E. 2.8 Es zeigt sich daher, dass vorliegend aufgrund der über die aktuelle zivilrechtliche Unterbringung hinaus sich aufdrängende Abklärung der Notwendigkeit einer strafrechtlichen Unterbringung des Beschwerdeführers komplexe Rechtsfragen zu prüfen sind, namentlich im Zusammenhang mit der der Jugendanwaltschaft obliegenden Abklärung der persönlichen Verhältnisse des Beschwerdeführers. Das sowohl der Beschwerdeführer als auch seine gesetzliche Vertretung dazu nicht in der Lage sein werden, ist offenkundig. Hinzu kommt, dass die gesetzliche Vertretung allenfalls dem Beschwerdeführer entgegenstehende Interessen verfolgen könnte. Schliesslich ist der aktuelle Beistand von der Zivilbehörde eingesetzt, wobei sein Auftrag und seine Zielvorgaben nicht zwingend mit den eigenen Verfahrensinteressen des Beschwerdeführers einhergehen müssen. Demzufolge sind die Voraussetzungen der notwendigen Verteidigung im Sinne von Art. 24 lit. b JStPO erfüllt. Entsprechend den vorstehenden Ausführungen erhellt überdies, dass die aktuelle de facto vorsorgliche Unterbringung beziehungsweise die drohende strafrechtliche Unterbringung, auch über das Volljährigkeitsalter hinaus, die Erfordernisse der notwendigen Verteidigung nach Art. 24 lit. a und lit. d JStPO erfüllen.

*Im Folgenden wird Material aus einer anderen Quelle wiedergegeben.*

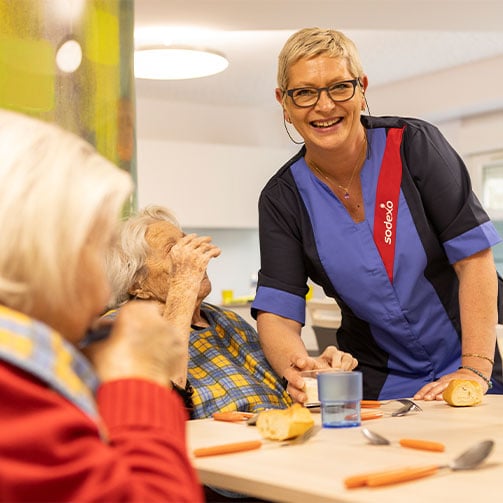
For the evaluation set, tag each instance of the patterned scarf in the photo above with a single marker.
(37, 349)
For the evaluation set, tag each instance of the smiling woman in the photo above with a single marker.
(357, 211)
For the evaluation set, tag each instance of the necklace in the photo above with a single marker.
(346, 188)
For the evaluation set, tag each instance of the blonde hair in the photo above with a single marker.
(310, 42)
(126, 260)
(55, 190)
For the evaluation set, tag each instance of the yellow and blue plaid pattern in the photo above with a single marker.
(37, 349)
(228, 369)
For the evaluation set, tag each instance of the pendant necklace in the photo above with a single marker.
(348, 187)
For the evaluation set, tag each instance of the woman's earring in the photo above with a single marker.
(288, 133)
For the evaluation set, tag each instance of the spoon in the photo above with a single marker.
(426, 445)
(467, 460)
(408, 406)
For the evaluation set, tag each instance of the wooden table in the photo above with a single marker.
(313, 472)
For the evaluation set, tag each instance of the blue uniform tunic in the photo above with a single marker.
(404, 329)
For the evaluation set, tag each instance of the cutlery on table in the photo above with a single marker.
(426, 445)
(467, 460)
(407, 406)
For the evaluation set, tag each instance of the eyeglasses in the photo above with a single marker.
(305, 97)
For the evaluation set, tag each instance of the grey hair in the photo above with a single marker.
(55, 190)
(310, 42)
(126, 260)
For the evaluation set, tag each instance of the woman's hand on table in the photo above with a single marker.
(336, 359)
(330, 358)
(434, 390)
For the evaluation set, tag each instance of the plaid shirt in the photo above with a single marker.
(228, 369)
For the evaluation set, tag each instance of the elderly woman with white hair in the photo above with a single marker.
(224, 368)
(106, 427)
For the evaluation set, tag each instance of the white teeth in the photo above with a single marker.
(325, 124)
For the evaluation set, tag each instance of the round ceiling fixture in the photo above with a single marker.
(177, 62)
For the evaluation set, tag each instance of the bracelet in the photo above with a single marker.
(474, 355)
(480, 374)
(186, 395)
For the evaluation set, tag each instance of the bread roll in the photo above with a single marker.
(282, 424)
(463, 393)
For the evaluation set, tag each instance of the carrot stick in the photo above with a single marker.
(369, 404)
(375, 479)
(425, 445)
(227, 448)
(232, 416)
(404, 475)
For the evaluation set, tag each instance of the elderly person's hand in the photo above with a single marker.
(189, 258)
(141, 344)
(330, 358)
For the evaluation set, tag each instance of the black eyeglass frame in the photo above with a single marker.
(353, 82)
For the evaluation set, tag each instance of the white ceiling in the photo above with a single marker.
(397, 39)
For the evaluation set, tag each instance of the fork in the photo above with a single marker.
(408, 406)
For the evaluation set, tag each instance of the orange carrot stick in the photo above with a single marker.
(232, 416)
(381, 478)
(425, 445)
(227, 448)
(404, 475)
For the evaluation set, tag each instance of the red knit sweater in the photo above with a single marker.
(50, 451)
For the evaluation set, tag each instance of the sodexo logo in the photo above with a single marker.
(388, 221)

E. 2.9 Aufgrund der vorstehenden Ausführungen erhellt, dass die Notwendigkeit der Verteidigung des Beschwerdeführers zu bejahen ist. Im Übrigen sind die Voraussetzungen der amtlichen Verteidigung gemäss Art. 25 JStPO unbestrittenermassen erfüllt, weshalb sich die Beschwerde als begründet erweist und in Aufhebung der Verfügung der Jugendanwaltschaft Basel-Landschaft vom 14. Februar 2014 gutzuheissen ist. Erfolgt die Gutheissung der Beschwerde, so hebt die Beschwerdeinstanz den angefochtenen Entscheid oder die Verfahrenshandlung auf und fällt einen neuen Entscheid (sog. Reformation) oder verzichtet darauf und weist die Akten zur neuen Entscheidung an die Vorinstanz zurück (sog. Kassation), wobei mit Blick auf das Beschleunigungsgebot grundsätzlich ein reformatorischer Entscheid anzustreben ist (Art. 3 Abs. 1 JStPO i.V.m. Art. 397 Abs. 2 StPO; Jeremy Stephenson / Gilbert Thiriet , Basler Kommentar StPO, 2011, Art. 397 N 4 f.). Dementsprechend ist vorliegend die amtliche Verteidigung des Beschwerdeführers mit Rechtsanwalt Martin Dietrich als sein Rechtsvertreter rückwirkend per 7. Februar 2014 anzuordnen.

E. 3 Kosten

E. 3.1 Gemäss § 15 lit. b GebT ist die Beurteilung von Gesuchen um Anordnung der amtlichen Verteidigung kostenlos. Dies muss auch für die Beurteilung einer Beschwerde gegen ein erstinstanzlich abgewiesenes Gesuch um amtliche Verteidigung gelten. Für das vorliegende Beschwerdeverfahren sind demzufolge keine Kosten zu erheben.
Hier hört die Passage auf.